Intraligamentäre Kreuzbandruptur
Intraligamentäre Kreuzbandrisse sind sehr selten. Bei dieser Art der Verletzung tritt der Riss innerhalb des Bandes auf Der umgebende Synovialschlauch bleibt dabei erhalten. Diese Art der Verletzung ist relativ schwer zu diagnostizieren und als Forschungsgebiet noch recht jung. Der optimale Behandlungsansatz wird auch deshalb noch diskutiert.
Allerdings gibt es bereits vielversprechende konservative und operative Behandlungsmethoden, die bei einem intraligamentären Kreuzbandriss angewendet werden können. Der wahrscheinlich bekannteste Behandlungsansatz ist die sogenannte Healing Response. Auch das SKOOP-Forschungsprojekt zeigt bereits erste Erfolge bei intraligamentären Kreuzbandrupturen.

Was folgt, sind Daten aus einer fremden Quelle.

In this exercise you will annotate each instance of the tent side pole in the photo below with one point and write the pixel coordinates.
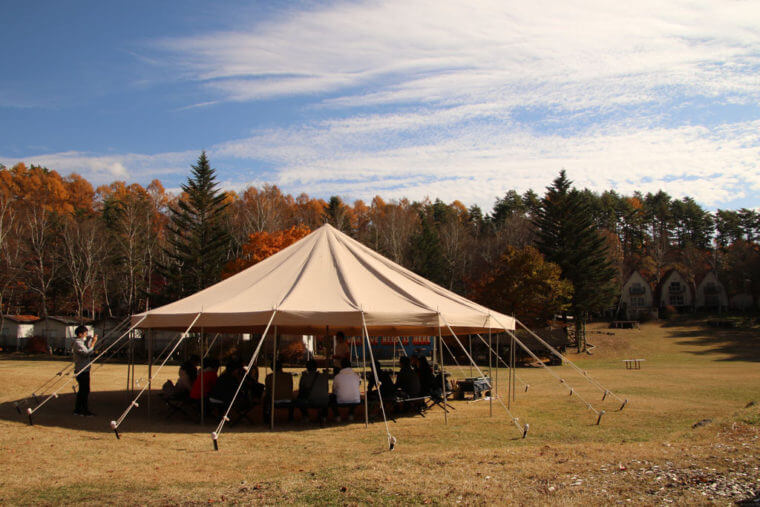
(510, 382)
(490, 374)
(443, 378)
(496, 381)
(203, 373)
(394, 357)
(129, 361)
(512, 361)
(274, 375)
(364, 377)
(470, 337)
(150, 367)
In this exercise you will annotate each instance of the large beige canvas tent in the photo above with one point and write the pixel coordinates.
(324, 283)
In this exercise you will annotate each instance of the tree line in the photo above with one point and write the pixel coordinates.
(69, 248)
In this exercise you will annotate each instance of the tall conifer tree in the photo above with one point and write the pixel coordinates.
(567, 237)
(197, 235)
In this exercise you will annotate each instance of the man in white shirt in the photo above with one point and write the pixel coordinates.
(346, 384)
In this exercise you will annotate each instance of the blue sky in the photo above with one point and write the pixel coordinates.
(454, 100)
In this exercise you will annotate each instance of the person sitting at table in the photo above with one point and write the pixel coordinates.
(283, 388)
(407, 379)
(387, 389)
(206, 380)
(227, 384)
(346, 387)
(181, 389)
(313, 392)
(342, 349)
(254, 390)
(425, 373)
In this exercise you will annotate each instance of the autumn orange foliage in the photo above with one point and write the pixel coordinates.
(261, 245)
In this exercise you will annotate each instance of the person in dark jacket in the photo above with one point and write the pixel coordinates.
(83, 349)
(407, 379)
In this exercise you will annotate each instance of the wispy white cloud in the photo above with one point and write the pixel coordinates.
(478, 163)
(103, 169)
(571, 54)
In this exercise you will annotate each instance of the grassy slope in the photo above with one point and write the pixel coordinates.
(691, 373)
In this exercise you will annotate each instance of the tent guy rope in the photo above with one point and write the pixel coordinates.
(592, 381)
(115, 424)
(30, 411)
(515, 420)
(226, 417)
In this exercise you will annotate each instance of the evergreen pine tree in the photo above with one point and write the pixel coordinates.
(426, 254)
(197, 237)
(567, 237)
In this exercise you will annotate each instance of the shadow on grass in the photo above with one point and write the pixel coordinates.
(737, 344)
(153, 417)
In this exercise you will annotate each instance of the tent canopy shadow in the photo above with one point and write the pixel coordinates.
(109, 405)
(741, 344)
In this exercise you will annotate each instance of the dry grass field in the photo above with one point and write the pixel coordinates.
(647, 454)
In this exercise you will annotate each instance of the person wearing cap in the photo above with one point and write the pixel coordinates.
(82, 350)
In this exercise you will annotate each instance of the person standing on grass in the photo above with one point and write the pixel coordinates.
(83, 349)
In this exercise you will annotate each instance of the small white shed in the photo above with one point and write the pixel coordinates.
(59, 331)
(16, 330)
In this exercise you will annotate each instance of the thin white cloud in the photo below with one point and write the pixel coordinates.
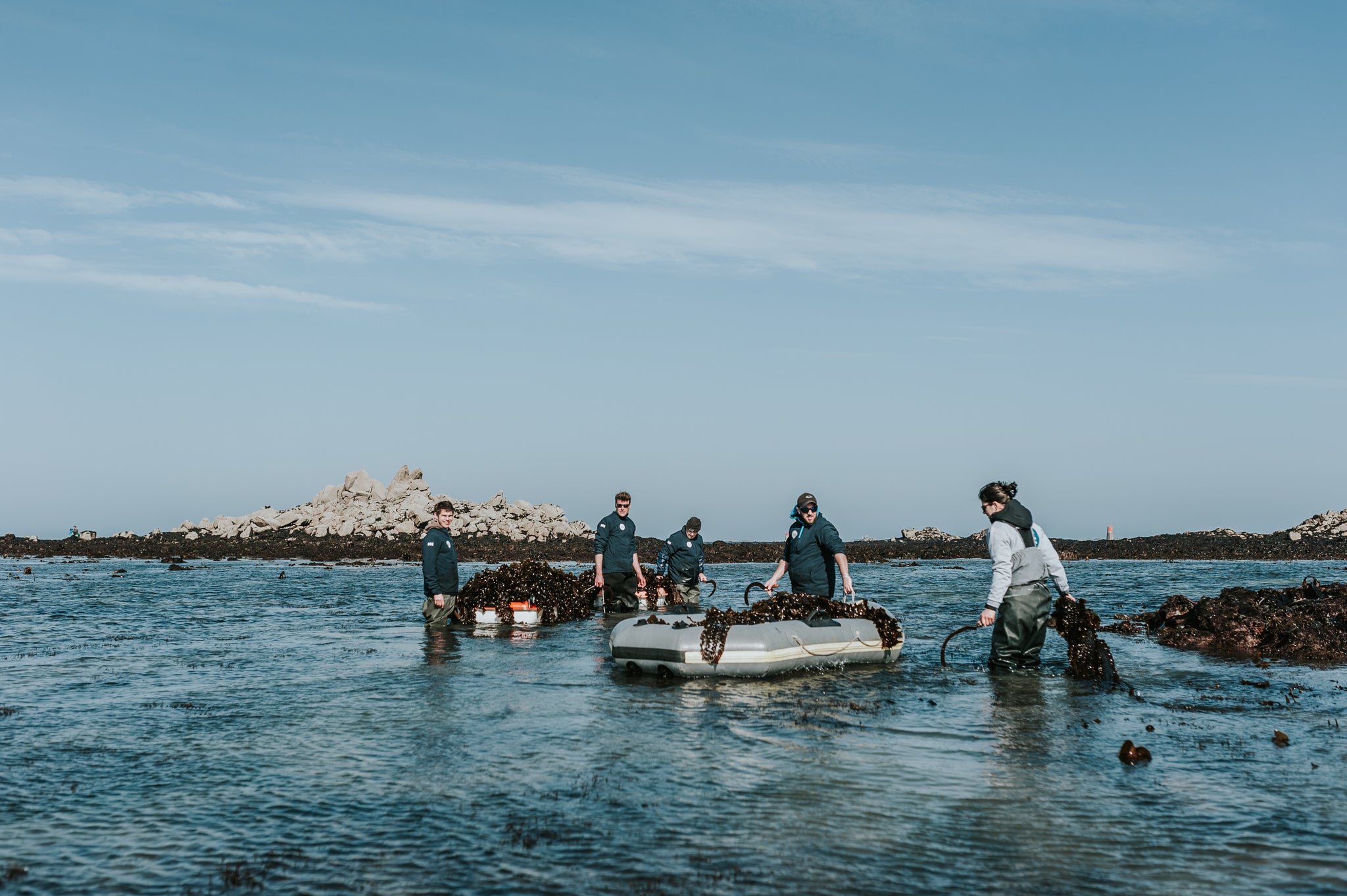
(834, 229)
(24, 236)
(59, 270)
(96, 198)
(1000, 239)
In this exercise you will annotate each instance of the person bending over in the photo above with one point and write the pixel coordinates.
(812, 552)
(618, 569)
(439, 568)
(683, 561)
(1023, 559)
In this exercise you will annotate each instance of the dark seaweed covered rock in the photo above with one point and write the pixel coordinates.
(1303, 625)
(555, 592)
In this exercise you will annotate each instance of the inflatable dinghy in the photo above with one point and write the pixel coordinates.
(750, 651)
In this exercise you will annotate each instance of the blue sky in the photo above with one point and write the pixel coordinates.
(713, 253)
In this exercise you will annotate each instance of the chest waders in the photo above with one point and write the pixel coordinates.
(1023, 618)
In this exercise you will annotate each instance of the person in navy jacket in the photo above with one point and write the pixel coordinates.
(618, 569)
(439, 568)
(683, 560)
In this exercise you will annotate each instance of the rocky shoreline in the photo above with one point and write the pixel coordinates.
(366, 519)
(282, 545)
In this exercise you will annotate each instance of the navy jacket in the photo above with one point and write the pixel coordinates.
(616, 540)
(808, 551)
(681, 557)
(439, 563)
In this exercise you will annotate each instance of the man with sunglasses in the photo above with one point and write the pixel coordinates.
(812, 552)
(618, 569)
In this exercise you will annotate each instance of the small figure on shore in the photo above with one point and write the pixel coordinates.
(439, 568)
(1023, 559)
(618, 569)
(682, 559)
(812, 552)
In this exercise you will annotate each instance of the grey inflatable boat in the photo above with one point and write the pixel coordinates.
(750, 651)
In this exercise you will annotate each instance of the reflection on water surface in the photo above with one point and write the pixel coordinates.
(220, 730)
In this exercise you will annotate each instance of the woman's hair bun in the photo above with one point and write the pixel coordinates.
(997, 492)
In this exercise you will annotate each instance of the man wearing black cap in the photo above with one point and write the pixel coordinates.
(812, 554)
(682, 560)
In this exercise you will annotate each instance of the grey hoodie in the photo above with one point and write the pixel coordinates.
(1012, 561)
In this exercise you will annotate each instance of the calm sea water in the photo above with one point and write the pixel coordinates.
(221, 730)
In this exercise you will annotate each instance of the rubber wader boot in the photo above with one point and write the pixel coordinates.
(1021, 627)
(687, 594)
(439, 615)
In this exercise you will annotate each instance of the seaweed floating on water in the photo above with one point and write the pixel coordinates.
(558, 595)
(1303, 625)
(1087, 655)
(790, 607)
(1132, 754)
(649, 596)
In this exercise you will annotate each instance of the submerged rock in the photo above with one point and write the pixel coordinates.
(1131, 754)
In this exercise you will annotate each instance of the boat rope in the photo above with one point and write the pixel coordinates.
(957, 631)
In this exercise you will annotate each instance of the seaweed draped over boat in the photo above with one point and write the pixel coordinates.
(1304, 625)
(791, 607)
(558, 595)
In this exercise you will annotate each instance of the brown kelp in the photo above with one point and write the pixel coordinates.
(1302, 625)
(1087, 654)
(716, 626)
(556, 594)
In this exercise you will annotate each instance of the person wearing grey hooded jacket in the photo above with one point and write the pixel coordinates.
(1023, 560)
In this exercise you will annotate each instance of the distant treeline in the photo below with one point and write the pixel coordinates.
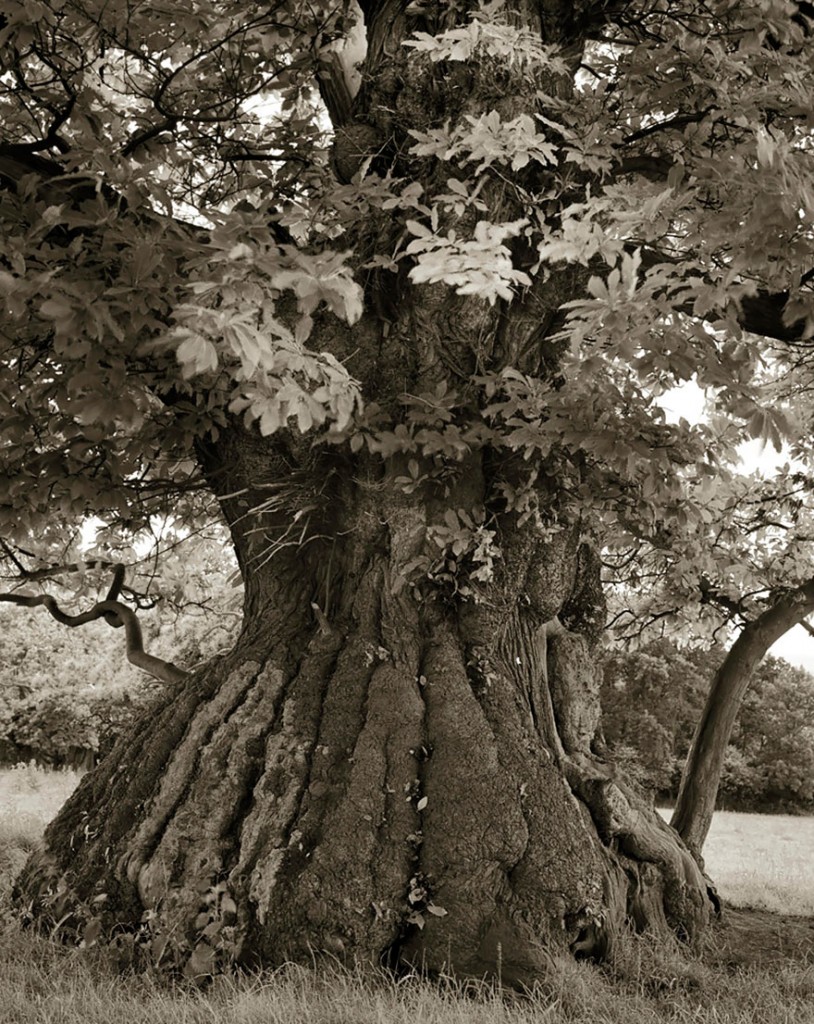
(652, 697)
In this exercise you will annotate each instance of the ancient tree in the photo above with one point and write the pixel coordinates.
(397, 284)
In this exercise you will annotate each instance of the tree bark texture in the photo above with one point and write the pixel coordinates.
(698, 791)
(379, 770)
(384, 769)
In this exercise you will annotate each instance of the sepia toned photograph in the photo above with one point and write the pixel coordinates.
(407, 512)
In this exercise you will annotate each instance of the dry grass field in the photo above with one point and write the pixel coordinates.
(759, 861)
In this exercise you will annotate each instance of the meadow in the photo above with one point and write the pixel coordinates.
(761, 861)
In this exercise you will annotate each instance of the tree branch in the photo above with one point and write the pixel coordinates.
(117, 615)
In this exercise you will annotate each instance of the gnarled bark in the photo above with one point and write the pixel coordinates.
(378, 770)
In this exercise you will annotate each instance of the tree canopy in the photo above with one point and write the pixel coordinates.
(181, 207)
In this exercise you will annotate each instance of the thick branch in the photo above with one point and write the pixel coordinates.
(115, 613)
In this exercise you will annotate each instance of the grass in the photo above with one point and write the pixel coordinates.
(762, 860)
(43, 983)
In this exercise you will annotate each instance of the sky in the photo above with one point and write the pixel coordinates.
(797, 646)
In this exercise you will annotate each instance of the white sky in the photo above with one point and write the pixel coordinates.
(797, 646)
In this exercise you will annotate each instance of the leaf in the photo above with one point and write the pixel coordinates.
(197, 354)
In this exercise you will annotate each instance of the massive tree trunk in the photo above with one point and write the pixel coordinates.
(379, 770)
(394, 764)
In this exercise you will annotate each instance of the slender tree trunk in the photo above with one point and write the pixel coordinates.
(695, 804)
(379, 770)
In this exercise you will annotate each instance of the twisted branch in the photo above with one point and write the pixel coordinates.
(117, 615)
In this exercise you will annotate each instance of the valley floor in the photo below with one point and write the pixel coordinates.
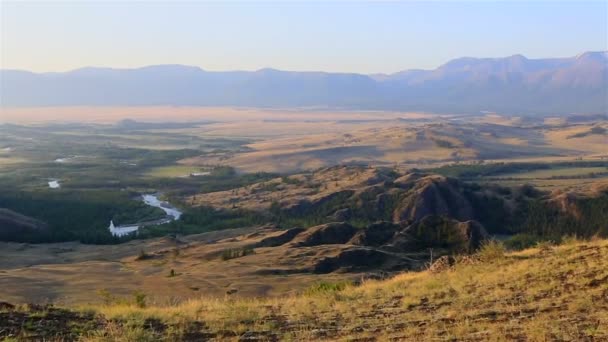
(545, 293)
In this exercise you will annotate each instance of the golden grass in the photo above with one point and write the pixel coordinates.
(546, 293)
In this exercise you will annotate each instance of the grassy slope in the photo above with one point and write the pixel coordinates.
(546, 293)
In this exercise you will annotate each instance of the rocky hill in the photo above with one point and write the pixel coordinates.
(545, 293)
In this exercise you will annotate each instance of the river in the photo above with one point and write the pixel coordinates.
(153, 201)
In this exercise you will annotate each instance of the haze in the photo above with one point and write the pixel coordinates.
(356, 37)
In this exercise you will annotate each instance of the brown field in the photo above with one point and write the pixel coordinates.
(72, 273)
(547, 293)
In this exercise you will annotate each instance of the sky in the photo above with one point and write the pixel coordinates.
(338, 36)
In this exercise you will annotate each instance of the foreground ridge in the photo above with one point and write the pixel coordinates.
(545, 293)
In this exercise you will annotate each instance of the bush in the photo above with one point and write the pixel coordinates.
(522, 241)
(233, 253)
(492, 250)
(327, 287)
(142, 255)
(140, 299)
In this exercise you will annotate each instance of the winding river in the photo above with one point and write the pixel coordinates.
(171, 212)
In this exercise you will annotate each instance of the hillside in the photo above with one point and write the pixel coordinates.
(544, 293)
(464, 85)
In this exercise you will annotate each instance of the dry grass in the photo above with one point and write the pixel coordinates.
(541, 294)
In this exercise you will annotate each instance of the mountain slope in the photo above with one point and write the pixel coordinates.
(547, 293)
(511, 84)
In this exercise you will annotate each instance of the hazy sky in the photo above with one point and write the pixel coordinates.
(366, 37)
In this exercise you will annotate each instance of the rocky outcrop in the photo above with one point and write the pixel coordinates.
(375, 235)
(358, 259)
(440, 232)
(281, 239)
(325, 234)
(432, 195)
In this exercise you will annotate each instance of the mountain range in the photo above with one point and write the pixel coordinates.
(514, 84)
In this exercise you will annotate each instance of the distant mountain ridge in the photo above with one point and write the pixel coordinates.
(512, 84)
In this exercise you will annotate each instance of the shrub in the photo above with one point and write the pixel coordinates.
(492, 250)
(233, 253)
(327, 287)
(142, 255)
(522, 241)
(140, 299)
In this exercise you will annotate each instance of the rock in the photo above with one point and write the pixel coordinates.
(285, 237)
(341, 215)
(434, 195)
(360, 259)
(6, 306)
(376, 234)
(440, 232)
(325, 234)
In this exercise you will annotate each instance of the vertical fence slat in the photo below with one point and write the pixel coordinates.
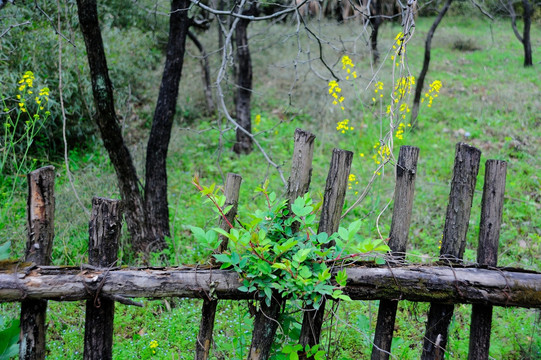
(487, 252)
(104, 232)
(266, 319)
(208, 310)
(406, 171)
(40, 212)
(465, 171)
(331, 211)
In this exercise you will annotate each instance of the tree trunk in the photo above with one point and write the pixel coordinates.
(527, 16)
(104, 232)
(331, 211)
(244, 144)
(525, 37)
(108, 125)
(426, 62)
(205, 67)
(156, 204)
(39, 245)
(147, 217)
(375, 21)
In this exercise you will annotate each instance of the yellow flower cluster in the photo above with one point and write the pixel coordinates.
(403, 87)
(26, 85)
(335, 90)
(383, 154)
(400, 131)
(378, 88)
(256, 122)
(153, 345)
(352, 180)
(432, 92)
(343, 126)
(27, 81)
(348, 65)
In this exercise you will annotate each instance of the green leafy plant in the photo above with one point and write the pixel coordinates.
(9, 336)
(278, 250)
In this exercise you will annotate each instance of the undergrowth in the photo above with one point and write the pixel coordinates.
(487, 100)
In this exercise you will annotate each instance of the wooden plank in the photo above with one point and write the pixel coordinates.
(104, 230)
(465, 171)
(331, 211)
(39, 244)
(406, 171)
(444, 284)
(267, 317)
(208, 310)
(487, 252)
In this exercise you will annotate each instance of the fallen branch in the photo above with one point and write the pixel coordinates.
(444, 284)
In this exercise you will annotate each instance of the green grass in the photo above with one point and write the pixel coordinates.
(486, 94)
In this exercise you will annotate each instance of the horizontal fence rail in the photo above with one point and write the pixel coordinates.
(443, 284)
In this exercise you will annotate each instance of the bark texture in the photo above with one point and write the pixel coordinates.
(406, 171)
(244, 144)
(104, 231)
(444, 284)
(268, 316)
(426, 62)
(39, 244)
(465, 171)
(156, 204)
(108, 125)
(487, 253)
(208, 311)
(331, 211)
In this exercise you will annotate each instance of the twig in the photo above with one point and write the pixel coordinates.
(14, 26)
(63, 111)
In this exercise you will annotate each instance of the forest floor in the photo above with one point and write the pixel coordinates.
(487, 99)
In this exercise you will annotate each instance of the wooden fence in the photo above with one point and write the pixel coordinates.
(443, 284)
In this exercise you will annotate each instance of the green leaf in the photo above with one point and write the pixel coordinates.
(223, 258)
(299, 208)
(279, 266)
(268, 292)
(341, 277)
(287, 245)
(354, 228)
(222, 232)
(301, 255)
(264, 267)
(8, 340)
(344, 234)
(310, 219)
(305, 272)
(235, 258)
(4, 250)
(325, 275)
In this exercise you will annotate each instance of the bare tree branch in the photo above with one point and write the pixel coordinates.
(14, 26)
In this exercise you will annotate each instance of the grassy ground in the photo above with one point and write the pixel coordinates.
(488, 100)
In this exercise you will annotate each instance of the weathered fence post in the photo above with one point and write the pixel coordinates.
(487, 253)
(39, 244)
(453, 243)
(266, 319)
(406, 171)
(331, 211)
(208, 311)
(104, 232)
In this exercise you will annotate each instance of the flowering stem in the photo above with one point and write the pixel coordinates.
(195, 181)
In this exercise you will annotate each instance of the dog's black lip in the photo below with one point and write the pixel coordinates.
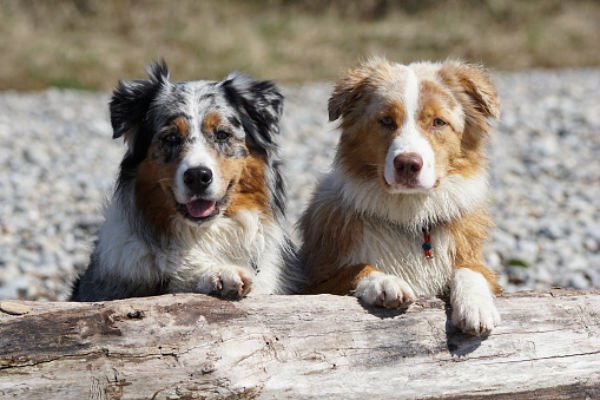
(182, 209)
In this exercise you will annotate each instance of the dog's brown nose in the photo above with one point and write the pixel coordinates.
(407, 166)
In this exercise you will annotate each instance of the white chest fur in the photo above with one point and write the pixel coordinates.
(246, 240)
(399, 252)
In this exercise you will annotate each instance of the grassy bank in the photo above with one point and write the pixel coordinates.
(90, 44)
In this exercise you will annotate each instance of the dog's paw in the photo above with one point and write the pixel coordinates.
(473, 308)
(228, 282)
(384, 290)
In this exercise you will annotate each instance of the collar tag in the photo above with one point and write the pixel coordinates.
(427, 246)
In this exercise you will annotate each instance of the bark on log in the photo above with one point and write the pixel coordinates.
(274, 347)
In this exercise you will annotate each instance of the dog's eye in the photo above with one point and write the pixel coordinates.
(171, 139)
(388, 122)
(438, 123)
(222, 135)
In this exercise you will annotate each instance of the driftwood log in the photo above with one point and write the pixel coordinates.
(274, 347)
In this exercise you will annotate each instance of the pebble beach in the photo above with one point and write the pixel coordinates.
(58, 164)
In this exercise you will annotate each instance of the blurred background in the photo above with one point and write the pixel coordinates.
(89, 44)
(60, 60)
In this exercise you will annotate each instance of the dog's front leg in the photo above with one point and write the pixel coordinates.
(472, 299)
(370, 285)
(227, 281)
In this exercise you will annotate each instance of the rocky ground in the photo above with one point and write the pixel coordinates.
(58, 164)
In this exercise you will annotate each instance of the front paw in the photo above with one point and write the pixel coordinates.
(475, 319)
(384, 290)
(473, 308)
(227, 282)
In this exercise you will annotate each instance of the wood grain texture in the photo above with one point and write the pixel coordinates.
(274, 347)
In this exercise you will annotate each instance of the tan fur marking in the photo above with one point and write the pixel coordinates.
(470, 233)
(211, 122)
(181, 124)
(251, 190)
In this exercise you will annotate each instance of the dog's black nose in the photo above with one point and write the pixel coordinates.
(407, 166)
(197, 179)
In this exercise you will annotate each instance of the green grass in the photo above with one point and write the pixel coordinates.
(93, 43)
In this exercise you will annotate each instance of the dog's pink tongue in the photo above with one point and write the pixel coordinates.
(200, 208)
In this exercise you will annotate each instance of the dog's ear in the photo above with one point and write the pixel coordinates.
(481, 96)
(131, 99)
(261, 106)
(347, 92)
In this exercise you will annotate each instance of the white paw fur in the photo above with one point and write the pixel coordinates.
(227, 281)
(379, 289)
(473, 308)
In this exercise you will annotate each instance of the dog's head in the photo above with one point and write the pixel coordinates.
(410, 126)
(190, 142)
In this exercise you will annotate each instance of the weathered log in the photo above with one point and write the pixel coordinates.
(194, 346)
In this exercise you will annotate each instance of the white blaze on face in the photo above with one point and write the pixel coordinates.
(410, 140)
(197, 155)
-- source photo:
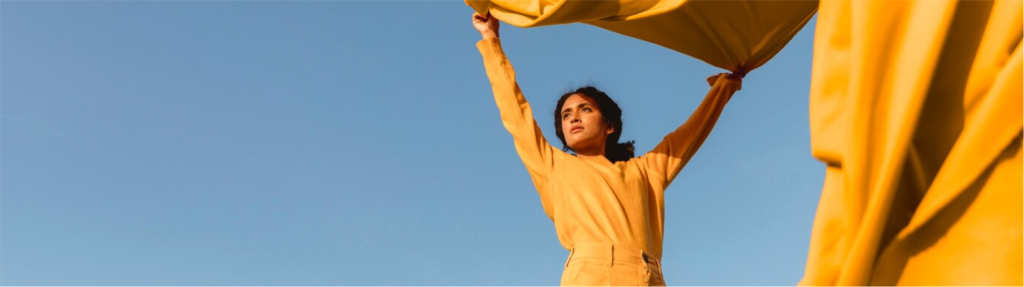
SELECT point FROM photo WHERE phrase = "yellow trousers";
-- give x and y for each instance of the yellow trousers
(592, 264)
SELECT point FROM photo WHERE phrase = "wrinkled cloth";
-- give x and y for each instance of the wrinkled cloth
(735, 35)
(916, 109)
(593, 201)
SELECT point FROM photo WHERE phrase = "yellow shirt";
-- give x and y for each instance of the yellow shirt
(594, 200)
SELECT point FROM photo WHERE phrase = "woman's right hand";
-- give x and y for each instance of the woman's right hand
(486, 25)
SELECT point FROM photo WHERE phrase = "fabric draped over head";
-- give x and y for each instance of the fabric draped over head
(735, 35)
(916, 109)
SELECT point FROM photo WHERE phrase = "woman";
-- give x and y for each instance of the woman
(607, 206)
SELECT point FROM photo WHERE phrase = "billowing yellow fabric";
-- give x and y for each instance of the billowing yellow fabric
(595, 202)
(735, 35)
(916, 108)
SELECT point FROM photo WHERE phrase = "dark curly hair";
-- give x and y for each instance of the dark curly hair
(613, 150)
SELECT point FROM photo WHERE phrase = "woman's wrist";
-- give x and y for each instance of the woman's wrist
(488, 35)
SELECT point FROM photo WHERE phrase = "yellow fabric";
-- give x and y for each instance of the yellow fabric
(918, 108)
(735, 35)
(595, 200)
(604, 264)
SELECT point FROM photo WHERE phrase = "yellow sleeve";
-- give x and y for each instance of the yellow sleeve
(666, 160)
(517, 117)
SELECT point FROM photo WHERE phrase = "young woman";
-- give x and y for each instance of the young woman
(607, 206)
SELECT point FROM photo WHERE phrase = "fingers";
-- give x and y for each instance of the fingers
(478, 16)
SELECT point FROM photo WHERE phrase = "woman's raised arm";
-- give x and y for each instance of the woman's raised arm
(517, 117)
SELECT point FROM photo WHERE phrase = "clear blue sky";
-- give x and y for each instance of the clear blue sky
(355, 144)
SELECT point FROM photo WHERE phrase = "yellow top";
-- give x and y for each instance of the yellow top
(594, 200)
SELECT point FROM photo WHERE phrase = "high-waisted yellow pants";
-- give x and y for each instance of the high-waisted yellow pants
(592, 264)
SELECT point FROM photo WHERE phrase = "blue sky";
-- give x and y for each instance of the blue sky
(355, 144)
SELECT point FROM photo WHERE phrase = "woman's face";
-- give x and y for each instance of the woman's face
(584, 125)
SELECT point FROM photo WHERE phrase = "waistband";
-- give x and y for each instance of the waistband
(610, 253)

Alternativ kann bei einem intraligamentären Kreuzbandriss auch eine Rekonstruktion mit Kreuzbandplastik erfolgen. Diese wird auch am häufigsten angewendet, da vielen Orthopäden die Erfahrung fehlt, um intraligamentäre Kreuzbandrupturen zu diagnostizieren und anders zu behandeln.
Art der Ruptur entscheidet über Therapie
So individuell wie Patienten sind, so individuell sind auch die Arten von Kreuzbandrupturen. Der Schweregrad und die Lokalisation der Verletzung haben einen entscheidenden Einfluss auf die Behandlung. Deshalb ist es wichtig, dass du einen Arzt suchst, der sich gut damit auskennt.
Unter Umständen ersparst du dir nämlich eine Operation beziehungsweise einen Kreuzbandersatz und kannst dein vorderes Kreuzband erhalten.